3. Technical Approach

3.1 Reader orientation (approachable technical breakdown)

  • The system is a pair of LLM roles—verifier and generator—trained so the model can both write proofs and critique proofs in a structured, rubric-based way.
  • It solves theorem-proving-without-reference-answers by replacing “final answer reward” with “proof-quality reward,” and by using scaled verification and iterative refinement at test time (Sections 2 and 3.3.2–3.3.3).

3.2 Big-picture architecture (diagram in words)

  • Inputs: a math problem X and a candidate proof Y.
  • Verifier π_φ: reads (X, Y, I_v) and outputs (i) an issues summary and (ii) a discrete proof score in {0, 0.5, 1} (Section 2.1.1).
  • Meta-verifier π_η: reads (X, Y, V, I_mv) where V is the verifier’s analysis, and scores whether the verifier’s cited issues are real/justified (Section 2.1.2).
  • Generator π_θ: reads a problem X and outputs a proof Y plus a self-analysis Z; training rewards combine proof quality and the faithfulness of the self-analysis (Section 2.2.2).
  • Auto-labeling loop: scaled sampling of verification + meta-verification produces labeled training data to further improve the verifier as the generator improves (Section 2.3).
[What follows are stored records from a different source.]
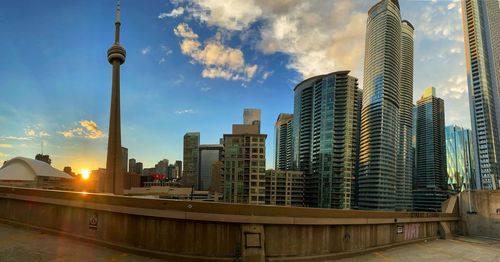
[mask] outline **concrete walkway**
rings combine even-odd
[[[0,223],[0,262],[162,261]],[[342,262],[500,261],[500,241],[479,238],[435,240],[341,259]]]
[[[458,237],[434,240],[341,259],[342,262],[499,262],[500,241]]]

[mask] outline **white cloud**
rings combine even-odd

3.3 Roadmap for the deep dive

  • Explain the proof scoring rubric and verifier output format because everything downstream depends on what “quality” means (Section 2.1.1; Appendices A.2).
  • Detail verifier RL training and why naive score-only training can hallucinate issues (Eqs. (1)–(2); Section 2.1.2).
  • Introduce meta-verification and how it modifies verifier rewards to improve faithfulness (Eq. (3); Section 2.1.2).
  • Describe generator RL training first with verifier-as-reward, then with self-verification reward shaping that incentivizes honest self-critique (Eqs. (4)–(6); Section 2.2).
  • Close with the synergistic data flywheel and the scaled test-time search procedure (Section 2.3; Section 3.3.3).

3.4 Detailed, sentence-based technical breakdown

  • Framing: This is an RL-and-systems style paper that builds an iterative training loop for natural-language theorem proving by making proof verification itself a trainable capability and then using it as the reward signal for proof generation (Introduction; Section 2).

  • Core objects and rubrics

  • The paper defines a proof evaluation rubric I_v (referenced as Appendix A.2) and trains a verifier π_φ(· | X, Y, I_v) that produces (i) a written analysis listing issues and (ii) a three-level score:
    • 1 = complete, rigorous proof with all steps justified,
    • 0.5 = overall sound but minor errors/omissions,
    • 0 = fatal logical errors or critical gaps (Section 2.1.1).
  • The verifier is required to emit a specific output format containing the phrase Here is my evaluation of the solution: and a final score inside \boxed{} after Based on my evaluation, the final overall score should be: (Section 2.1.1; Appendix A.2 shows the template).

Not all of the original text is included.